Sorry, you’re going to have to do your chase scene on a regular skateboard in 2015

Luis Badillo, Writer

No hoverboards. No self-tying laces, flying cars, dehydrated pizzas or even holographic movie displays propagate our lives like it did for those living the futuristic Hill Valley featured in “Back to the Future: Part II.”

In fact without being able predict the prominence of the internet or the rise of smartphones; it’s easy to see why the future Doc Brown visited is way off from our real 2015. In the movie, fax machines and physical newspapers were still important communications tools instead of curiosities you might see on the “Kids React” YouTube channel.

Despite all the whiffed tech predictions, there are a couple things that Back to The Future actually got right. Not so much on the technical side, but on the cultural one.

One thing for certain that permeates our culture today is 80s nostalgia. In the 2015 Marty McFly visited, one of the central locations was the Cafe 80s; an automated diner waited by digital imitations of famous 80s personalities including Michael Jackson and Ronald Regan. Kids can play old arcade machines while “Beat it” plays in the background. Though the restaurant is fake, the reverence for the decade is real and very much alive today. Gamers idolize video games from the era, and pop culture enthusiasts still consume the TV and movies created in it. In fact it’s not totally uncommon for people to show up to an 80s party, where everyone show’s up wearing fashion from the era.

Though a bit of a stretch, one could argue that the movie also predicted Hollywood’s obsession with sequels. While wandering Hill Valley, Marty McFly gets assailed by a holographic shark flying out of a movie marquee, but the real punchline is the title of the movie it is advertising. “Jaws 19” it says` “This time, it’s really really personal.”

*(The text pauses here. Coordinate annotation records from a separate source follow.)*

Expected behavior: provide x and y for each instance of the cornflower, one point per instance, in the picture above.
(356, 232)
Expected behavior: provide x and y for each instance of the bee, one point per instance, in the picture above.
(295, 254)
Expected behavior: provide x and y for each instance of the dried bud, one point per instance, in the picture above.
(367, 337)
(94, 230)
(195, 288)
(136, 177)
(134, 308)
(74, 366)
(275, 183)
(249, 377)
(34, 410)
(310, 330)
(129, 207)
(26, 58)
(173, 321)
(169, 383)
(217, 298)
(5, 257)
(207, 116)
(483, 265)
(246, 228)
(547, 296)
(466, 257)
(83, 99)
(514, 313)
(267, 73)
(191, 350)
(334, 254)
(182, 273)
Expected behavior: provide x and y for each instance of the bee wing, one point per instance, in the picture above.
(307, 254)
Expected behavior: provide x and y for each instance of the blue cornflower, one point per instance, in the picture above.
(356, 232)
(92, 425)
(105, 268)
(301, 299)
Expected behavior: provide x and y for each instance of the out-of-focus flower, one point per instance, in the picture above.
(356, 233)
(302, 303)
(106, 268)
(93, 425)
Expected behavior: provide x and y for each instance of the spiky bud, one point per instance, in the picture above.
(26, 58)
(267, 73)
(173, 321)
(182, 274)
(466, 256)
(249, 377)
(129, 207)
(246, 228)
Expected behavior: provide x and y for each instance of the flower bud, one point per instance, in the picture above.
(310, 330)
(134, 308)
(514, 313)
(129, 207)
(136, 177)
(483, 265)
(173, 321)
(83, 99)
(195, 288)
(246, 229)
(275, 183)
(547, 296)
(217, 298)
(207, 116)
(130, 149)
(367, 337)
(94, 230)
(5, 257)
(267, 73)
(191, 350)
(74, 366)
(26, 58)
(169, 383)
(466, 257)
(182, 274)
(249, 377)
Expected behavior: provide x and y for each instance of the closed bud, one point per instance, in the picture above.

Sadly, sequels still dominate box offices. Over the last couple of years we’ve gotten our fourth Terminator with a fifth on the way, a sixth Lord of the Rings movie and a seventh X-`men movie. And to the annoyance of many movie goers, the trend has also mutated into a habit of releasing remakes. Robocop, Godzilla and Total Recall (though not necessarily bad movies), reflect an industry that would rather recycle an old idea rather than try out something new.

The last thing worth pointing out was the way people relate and use technology in Back to the Future II. This is exemplified by none other than the wimpy Marty McFly Jr. There’s just something uncanny about how he comes home to his big screen TV and turns on six channels all at once. The junior McFly’s experience is close to that of any number of people who consume media with the TV on, a laptop and/or tablet to the side and with a smartphone in hand. And the constant need to stay connected is apparent as the McFlys sit down for a family dinner, where both kids are attached to their phones. Granted those phones look like oversized glittery Ray-bans, but they might as well be iPhones and Androids the way the kids rarely divert their attention from them.

It’s unfortunate for us fans of the movie. These little looks into the future aren’t nearly as glamorous that enabled the hoverboard chase scene. But it’s nice to know that Marty McFly wasn’t looking at a 2015 that was 100 percent inaccurate. Just know that we’ll probably have to wait another 30 years to live out our flying DeLorean fantasies.